3. Get back to posting to P365 more. This last year has been...well, it's been. Posting to P365 is part of a larger goal to remember there are other things out there and stop being so internally focused on the narrow world of school and the SU. I'd like to post at least twice a month and comment on other folks' pictures as well.

4. Find some good Bible-study type books and get back in the habit. My quiet time has taken a bit of a hit over the past year. Mostly I just pray in the mornings. Sometimes it's a good conversation and sometimes it's "Dude, I got nothin' here.". Like any other genre, however, there are good books and there is some absolute crap out there and it can get exhausting to sift through it. But I will find something and use it.

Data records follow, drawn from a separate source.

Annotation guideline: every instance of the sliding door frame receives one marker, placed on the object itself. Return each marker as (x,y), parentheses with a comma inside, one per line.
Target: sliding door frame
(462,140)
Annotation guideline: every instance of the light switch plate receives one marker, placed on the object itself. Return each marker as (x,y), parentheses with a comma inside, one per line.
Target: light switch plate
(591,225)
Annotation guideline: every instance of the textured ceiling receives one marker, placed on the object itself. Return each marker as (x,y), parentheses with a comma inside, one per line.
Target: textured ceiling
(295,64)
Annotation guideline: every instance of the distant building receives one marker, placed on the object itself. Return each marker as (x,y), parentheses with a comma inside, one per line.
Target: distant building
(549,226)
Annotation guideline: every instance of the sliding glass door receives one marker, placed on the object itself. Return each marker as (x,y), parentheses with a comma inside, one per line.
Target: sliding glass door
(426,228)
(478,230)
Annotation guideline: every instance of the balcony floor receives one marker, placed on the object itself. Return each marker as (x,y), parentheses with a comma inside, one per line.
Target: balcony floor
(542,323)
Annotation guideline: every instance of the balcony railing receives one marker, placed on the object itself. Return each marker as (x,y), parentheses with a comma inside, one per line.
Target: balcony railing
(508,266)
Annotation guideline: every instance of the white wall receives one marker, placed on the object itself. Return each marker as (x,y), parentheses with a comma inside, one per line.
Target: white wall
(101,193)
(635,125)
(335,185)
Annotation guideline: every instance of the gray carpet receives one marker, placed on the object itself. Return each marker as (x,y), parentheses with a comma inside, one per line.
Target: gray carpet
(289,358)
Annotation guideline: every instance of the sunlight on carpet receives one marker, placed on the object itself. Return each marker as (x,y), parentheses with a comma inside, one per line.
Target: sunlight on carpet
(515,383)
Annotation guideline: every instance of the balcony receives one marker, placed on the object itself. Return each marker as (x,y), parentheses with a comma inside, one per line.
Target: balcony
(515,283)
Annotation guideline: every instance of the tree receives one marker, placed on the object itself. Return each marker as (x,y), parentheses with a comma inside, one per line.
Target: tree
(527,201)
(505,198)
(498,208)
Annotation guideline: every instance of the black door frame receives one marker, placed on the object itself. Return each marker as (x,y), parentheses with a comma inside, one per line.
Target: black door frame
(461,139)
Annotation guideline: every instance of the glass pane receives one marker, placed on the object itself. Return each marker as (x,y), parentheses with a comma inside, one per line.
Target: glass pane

5. Continue knitting (yeah, I know...so hard :P). I have four specific projects that I want to complete: a shawl for my mom, a dress for my other granddaughter, Em, the hitchhiker scarf, and a wrap.

6. Continue working with our couples counselor and also try to not let the SU's alcohol abuse permeate my life to such an extent. While I can be cautious and I have the right to ask questions, I have to learn to separate the events from the person and make some kind of mental/emotional dividing line for myself.  Otherwise, I am going to make myself crazy with paranoia and constantly trying to guess whether or not I am being told the truth.  Under this heading also falls "working to continue to love him (love being an active verb)" and "be the wife I am called to be".

7.  Clean my bedroom and get rid of clothes that I don't need/use anymore.

8.  Move!  Dependent on our tax return, we should have enough money to be able to pay for a move to a new apartment complex sometime between January-April.  Praying that God will take care of that as well as open up a ground-floor apartment that has what we need in the complex we think we should move to.